After suffering major electoral and legislative defeats last month, President Barack Obama took to the campaign trail in Nashua, New Hampshire, pitching his administration's latest new plan to lower our nation's double digit unemployment rate. This time, the President hopes to do for small businesses what Fannie Mae and Freddie Mac did for home mortgages. Specifically, he wants to create a new $30 billion "Small Business Lending Fund" which will loan money to banks with assets under $10 billion at favorable new rates, as long as they comply with a slew of new regulations designed to incentivize them to loan that money to small businesses. Never mind that a recent poll of small business owners by the National Federation of Independent Businesses ranked "Finance and Interest Rates" as the second to last most important problem facing their business.

And just where does the President plan to get this new $30 billion? The President explained yesterday: "This proposal takes the money that was repaid by Wall Street banks to provide capital for community banks on Main Street." In other words, TARP - the $700 billion Troubled Asset Relief Program first signed into law by President George Bush, and then used by Treasury Secretary Hank Paulson to force many financial firms into taking taxpayer money they never wanted in the first place. But if Wall Street banks are paying-back their TARP funds, then how can President Obama say the following when justifying his  Financial Crisis Responsibility Fee:

We want our money back, and we're going to get it. And that's why I'm proposing a Financial Crisis Responsibility Fee to be imposed on major financial firms until the American people are fully compensated for the extraordinary assistance they provided to Wall Street. If these companies are in good enough shape to afford massive bonuses, they are surely in good enough shape to afford paying back every penny to taxpayers. Now, our estimate is that the TARP program will end up costing taxpayers around $117 billion -- obviously a lot less than the $700 billion that people had feared, but still a lot of money

So which is it? Are Wall Street banks repaying their TARP obligations in full so that the President can afford to spend $30 billion on his new Small Business Lending Fund? Or is TARP going to lose $117 billion? The answer is both. In reality, the major financial firms that took TARP money - many against their will - are paying-back those funds, and American taxpayers will get every single dime they are owed. But TARP has long since devolved from a one-time emergency action into a crony-capitalist political slush fund. TARP will lose money. But those losses will come almost entirely from the bailouts of union-backed firms General Motors and Chrysler, as well as AIG. Of course, GM and Chrysler are exempted from President Obama's Crisis Tax, as are the government firms at the core of the housing bubble - Fannie Mae and Freddie Mac. The President's Crisis Tax has nothing to do with recovering unpaid taxpayer TARP money and everything to do with finding a new source of revenue to help cover up the Obama administration's massive new spending increases.

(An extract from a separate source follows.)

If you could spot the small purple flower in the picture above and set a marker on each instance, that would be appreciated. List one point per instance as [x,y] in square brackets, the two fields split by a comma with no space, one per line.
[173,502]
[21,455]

And unfortunately, more government spending and more government regulation are this administration's answer to every economic problem. But more debt and more regulation will not create new jobs. According to a new Gallup poll, 57% of Americans are worried that there will be too much government regulation of business, half say the government should become less involved in regulating and controlling business, and only 24% say the government should become more involved in regulating and controlling business, which is exactly what the President's new "Small Business Lending Fund" does. And remember that NFIB poll that showed borrowing costs as the next to last problem small businesses face? Well, that same poll also identified taxes as their second biggest problem and government regulation and red tape as the third. Americans and America's small businesses know what will create new jobs, and it ain't taxpayer campaign giveaways from the White House.